I asked him, "You mean the Death Railway War museum.
"No", he said. "It is JEATH railway. Its called by that name now. 
Then he explained, "JEATH stands for the five countries - Japan, England, Australia, Thailand, and Holland".
I shouted, "Thats not fair. 80000 Malaysian Tamils worked in the railway and most of them did not come back".
He agreed, "Yes, its not fair. But thats how it is".
The following is the Wikipedia article about the JEATH War Museum.
There are other museums related to the railway. But JEATH is the main one.
Thats that.
Tamils fought in the INA against the British.

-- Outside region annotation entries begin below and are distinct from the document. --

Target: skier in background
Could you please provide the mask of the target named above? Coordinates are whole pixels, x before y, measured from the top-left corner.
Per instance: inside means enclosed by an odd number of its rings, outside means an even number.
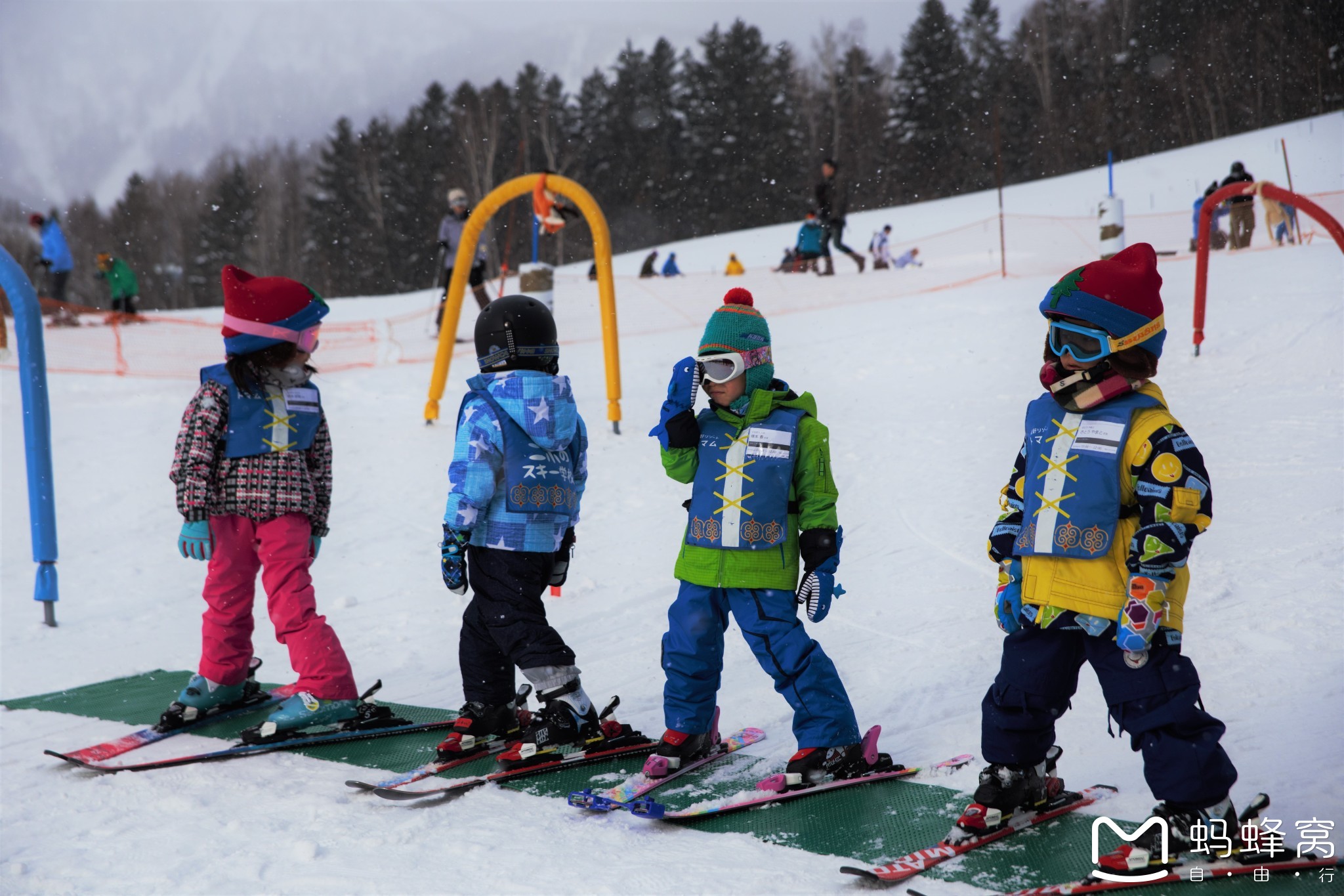
[[[981,704],[974,803],[968,834],[1011,823],[1063,791],[1055,723],[1078,670],[1091,664],[1109,717],[1144,754],[1176,853],[1198,822],[1238,826],[1228,791],[1236,770],[1226,731],[1199,700],[1199,674],[1181,656],[1191,543],[1212,521],[1204,459],[1152,382],[1167,336],[1157,255],[1136,243],[1060,279],[1040,302],[1048,321],[1046,392],[1027,407],[1025,438],[1000,493],[989,535],[999,564],[995,613],[1003,661]],[[993,823],[986,810],[1003,813]],[[1149,849],[1157,826],[1103,858]],[[1149,870],[1144,865],[1130,869]]]
[[[98,253],[98,270],[94,274],[98,279],[108,281],[112,292],[112,310],[124,314],[136,313],[136,300],[140,297],[140,281],[130,265],[110,253]]]
[[[699,416],[698,377],[710,398]],[[839,490],[816,402],[774,377],[770,328],[751,293],[728,290],[698,356],[673,365],[649,435],[659,438],[667,474],[692,489],[663,635],[668,729],[645,774],[675,771],[718,746],[715,695],[730,614],[793,707],[790,789],[890,767],[884,754],[868,764],[840,674],[798,621],[798,604],[821,622],[844,592],[835,583]]]
[[[1246,167],[1234,161],[1232,168],[1227,177],[1223,177],[1222,187],[1231,187],[1232,184],[1251,184],[1255,183],[1255,177],[1251,172],[1246,171]],[[1232,196],[1227,200],[1227,210],[1231,214],[1227,222],[1227,228],[1231,231],[1228,234],[1227,242],[1232,249],[1250,249],[1251,244],[1251,231],[1255,230],[1255,196]]]
[[[656,265],[657,261],[659,261],[659,250],[656,249],[644,257],[644,263],[640,265],[641,279],[659,275],[659,271],[653,267],[653,265]]]
[[[468,207],[466,191],[460,187],[449,189],[448,214],[438,223],[438,244],[444,247],[444,273],[439,282],[444,298],[438,301],[438,313],[434,314],[435,333],[444,321],[444,305],[448,302],[448,285],[453,282],[453,265],[457,261],[457,247],[462,242],[462,227],[470,216],[472,210]],[[485,308],[491,304],[491,297],[485,294],[485,246],[481,243],[476,243],[476,258],[472,261],[466,282],[472,287],[472,294],[476,296],[477,305]]]
[[[863,255],[844,244],[845,215],[849,214],[849,183],[837,179],[840,164],[833,159],[821,163],[821,183],[817,184],[817,211],[821,215],[821,226],[825,227],[825,238],[821,243],[821,258],[825,259],[823,274],[835,274],[831,262],[831,246],[835,244],[841,253],[853,259],[863,273]]]
[[[874,270],[887,270],[891,267],[891,246],[888,240],[891,239],[891,224],[884,226],[882,230],[872,235],[868,242],[868,251],[872,253],[872,269]]]
[[[66,301],[66,281],[75,267],[74,255],[70,254],[70,244],[60,230],[60,219],[52,208],[46,218],[38,214],[28,215],[28,226],[38,231],[42,239],[42,254],[38,263],[47,269],[51,298],[58,302]]]
[[[202,368],[168,473],[184,520],[177,549],[210,562],[200,666],[160,724],[188,724],[259,690],[250,668],[259,570],[276,639],[298,673],[292,696],[249,729],[266,737],[359,715],[349,660],[317,614],[308,572],[331,510],[331,431],[308,365],[329,309],[288,277],[228,265],[220,282],[227,360]]]
[[[504,763],[603,739],[597,708],[579,682],[574,650],[546,619],[542,594],[564,583],[587,482],[587,429],[551,312],[535,298],[505,296],[476,318],[480,375],[457,415],[450,488],[439,545],[444,584],[472,587],[458,661],[462,705],[441,752],[491,739],[520,743]],[[544,457],[535,457],[535,451]],[[513,669],[536,688],[542,711],[526,729]]]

They are unsung although heroes. 
Tamils lost their lives in that infamous notorious Death Railway. 
Their memory is eradicatd and nothing is known about them.
Not even Nam Ke VAstE.

Now the article - 

JEATH War Museum
From Wikipedia, the free encyclopedia

The JEATH War Museum is one of two war museums in Thailand about the Death Railway built from 1942 to 1943 by Allied POWs under the direction of the Japanese. The museum was founded in 1977 and is located on the grounds of a temple at the junction of the Khwae Yai and Khwae Noi rivers in Kanchanaburi. The acronym JEATH stands for the four main nationalities involved in the construction of the railway: Japanese, English, Australian, and Thai.

The portion of the museum depicting the construction of the Death Railway is meant to recreate the quarters used by Allied POWs. It includes a prehistoric view on the province as well as the Miss Thailand contest room.